Monthly Archives: 6月 2018

チャイムが鳴るや否や

6月5日(火)

Bさんは今学期の新入生で、レベル1にいます。クラスの中では理解も早く、発言も多く、中間テストの成績も抜群でした。ですから、先週の面接の時に、次の学期にレベル3に上がるテストを受けたらどうかと勧めてみました。そのテストを受けるには担任のM先生の許可をもらう必要があります。そして、昨日、BさんはM先生から許可を得ようとしましたが、断られました。

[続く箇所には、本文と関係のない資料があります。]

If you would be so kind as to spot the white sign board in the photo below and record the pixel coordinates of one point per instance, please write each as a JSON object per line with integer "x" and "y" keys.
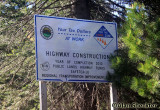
{"x": 73, "y": 50}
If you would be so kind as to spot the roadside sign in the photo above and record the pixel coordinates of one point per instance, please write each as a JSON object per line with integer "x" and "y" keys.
{"x": 73, "y": 50}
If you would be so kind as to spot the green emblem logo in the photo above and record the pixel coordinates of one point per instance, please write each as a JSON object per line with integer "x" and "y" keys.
{"x": 46, "y": 32}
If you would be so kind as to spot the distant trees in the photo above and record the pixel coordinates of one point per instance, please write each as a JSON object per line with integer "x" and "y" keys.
{"x": 137, "y": 66}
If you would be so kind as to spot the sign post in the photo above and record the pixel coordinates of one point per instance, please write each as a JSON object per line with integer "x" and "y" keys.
{"x": 73, "y": 50}
{"x": 43, "y": 95}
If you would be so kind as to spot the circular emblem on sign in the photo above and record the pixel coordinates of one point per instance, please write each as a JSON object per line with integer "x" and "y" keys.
{"x": 46, "y": 32}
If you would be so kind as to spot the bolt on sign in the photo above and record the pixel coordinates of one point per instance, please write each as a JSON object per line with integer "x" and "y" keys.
{"x": 73, "y": 50}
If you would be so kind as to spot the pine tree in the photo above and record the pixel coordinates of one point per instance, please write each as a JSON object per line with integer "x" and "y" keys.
{"x": 137, "y": 66}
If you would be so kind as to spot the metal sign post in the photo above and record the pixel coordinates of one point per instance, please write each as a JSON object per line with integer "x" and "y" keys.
{"x": 43, "y": 95}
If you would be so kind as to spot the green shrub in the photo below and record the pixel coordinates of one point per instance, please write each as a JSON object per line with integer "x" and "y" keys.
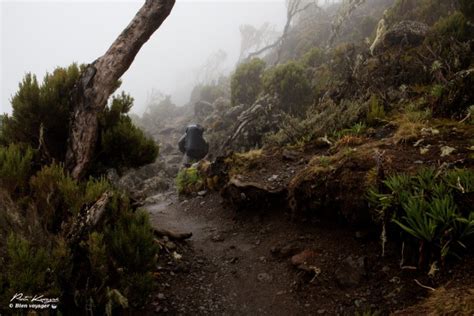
{"x": 35, "y": 269}
{"x": 323, "y": 119}
{"x": 122, "y": 144}
{"x": 428, "y": 206}
{"x": 313, "y": 58}
{"x": 95, "y": 188}
{"x": 467, "y": 8}
{"x": 131, "y": 242}
{"x": 132, "y": 249}
{"x": 291, "y": 86}
{"x": 376, "y": 111}
{"x": 246, "y": 82}
{"x": 48, "y": 104}
{"x": 189, "y": 180}
{"x": 454, "y": 26}
{"x": 212, "y": 91}
{"x": 15, "y": 167}
{"x": 56, "y": 195}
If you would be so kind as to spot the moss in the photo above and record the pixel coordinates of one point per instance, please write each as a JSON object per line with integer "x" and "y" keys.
{"x": 246, "y": 82}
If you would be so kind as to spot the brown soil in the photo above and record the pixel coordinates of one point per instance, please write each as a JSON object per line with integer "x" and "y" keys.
{"x": 234, "y": 265}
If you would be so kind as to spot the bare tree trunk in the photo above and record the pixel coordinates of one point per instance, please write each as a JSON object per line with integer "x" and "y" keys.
{"x": 99, "y": 81}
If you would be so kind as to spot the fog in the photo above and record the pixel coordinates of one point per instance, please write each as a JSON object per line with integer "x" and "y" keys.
{"x": 38, "y": 36}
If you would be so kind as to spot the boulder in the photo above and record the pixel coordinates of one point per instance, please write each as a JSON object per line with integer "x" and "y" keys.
{"x": 406, "y": 33}
{"x": 351, "y": 272}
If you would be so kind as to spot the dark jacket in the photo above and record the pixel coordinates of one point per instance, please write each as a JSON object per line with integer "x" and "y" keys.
{"x": 192, "y": 142}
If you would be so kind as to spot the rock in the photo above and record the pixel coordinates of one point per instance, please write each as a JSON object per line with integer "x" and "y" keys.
{"x": 273, "y": 178}
{"x": 350, "y": 272}
{"x": 290, "y": 155}
{"x": 264, "y": 277}
{"x": 306, "y": 257}
{"x": 446, "y": 151}
{"x": 289, "y": 250}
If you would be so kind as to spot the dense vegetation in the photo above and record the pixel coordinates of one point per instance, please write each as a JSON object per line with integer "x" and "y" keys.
{"x": 112, "y": 265}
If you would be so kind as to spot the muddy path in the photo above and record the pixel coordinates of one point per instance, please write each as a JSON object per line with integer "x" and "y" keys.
{"x": 244, "y": 264}
{"x": 226, "y": 266}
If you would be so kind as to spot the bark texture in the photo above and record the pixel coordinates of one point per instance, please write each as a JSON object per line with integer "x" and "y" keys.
{"x": 100, "y": 78}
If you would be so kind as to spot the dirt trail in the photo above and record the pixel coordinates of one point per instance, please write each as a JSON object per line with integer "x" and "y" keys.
{"x": 226, "y": 266}
{"x": 240, "y": 264}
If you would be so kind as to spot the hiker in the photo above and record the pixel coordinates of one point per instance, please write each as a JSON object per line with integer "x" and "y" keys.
{"x": 193, "y": 145}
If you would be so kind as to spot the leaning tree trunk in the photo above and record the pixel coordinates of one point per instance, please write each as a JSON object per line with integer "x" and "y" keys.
{"x": 99, "y": 81}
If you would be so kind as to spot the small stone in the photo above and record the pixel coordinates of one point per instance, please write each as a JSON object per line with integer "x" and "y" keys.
{"x": 264, "y": 277}
{"x": 217, "y": 238}
{"x": 350, "y": 272}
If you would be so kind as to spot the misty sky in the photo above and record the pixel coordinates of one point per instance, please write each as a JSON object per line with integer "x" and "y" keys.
{"x": 37, "y": 36}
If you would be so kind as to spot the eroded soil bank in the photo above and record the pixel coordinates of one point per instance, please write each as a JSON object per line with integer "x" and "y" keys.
{"x": 265, "y": 264}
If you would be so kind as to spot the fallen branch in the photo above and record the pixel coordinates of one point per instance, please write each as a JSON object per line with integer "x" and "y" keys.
{"x": 87, "y": 219}
{"x": 159, "y": 232}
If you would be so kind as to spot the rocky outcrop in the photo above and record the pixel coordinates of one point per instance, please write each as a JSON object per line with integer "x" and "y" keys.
{"x": 404, "y": 33}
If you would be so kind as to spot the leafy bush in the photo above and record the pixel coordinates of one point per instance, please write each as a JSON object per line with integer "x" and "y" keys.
{"x": 246, "y": 82}
{"x": 429, "y": 207}
{"x": 313, "y": 58}
{"x": 48, "y": 104}
{"x": 212, "y": 91}
{"x": 35, "y": 269}
{"x": 189, "y": 180}
{"x": 56, "y": 195}
{"x": 15, "y": 167}
{"x": 45, "y": 109}
{"x": 291, "y": 86}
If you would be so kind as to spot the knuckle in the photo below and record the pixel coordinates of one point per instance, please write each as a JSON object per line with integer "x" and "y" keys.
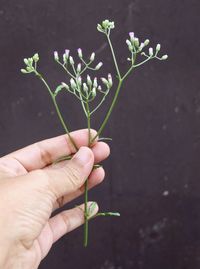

終業のチャイムが鳴ると同時に、Bさんはメールを見ました。そのとき、M先生はまだ話をしていたそうです。M先生としては、まだ授業が終わったとは思っておらず、授業中に携帯電話を使ってはいけないというルールに触れたと判断したのです。ですから、ルールも守れない学生に上のレベルに進級するチャンスを与える必要はないと考え、Bさんの要求を拒否したというわけです。

KCPは勉強さえできればそれでよいというスタンスは取っていません。たとえチャイムが鳴っても、教師が「終わります」と宣言しない限り授業中です。もちろん、チャイムが鳴ってから10分も15分も授業を続けるというのは非常識とされてもしかたありません。しかし、チャイムの直後に携帯をいじったら、学生側がフライングを取られても文句は言えないと思います。そのとき教師の話に全く注意を向けていないのですから。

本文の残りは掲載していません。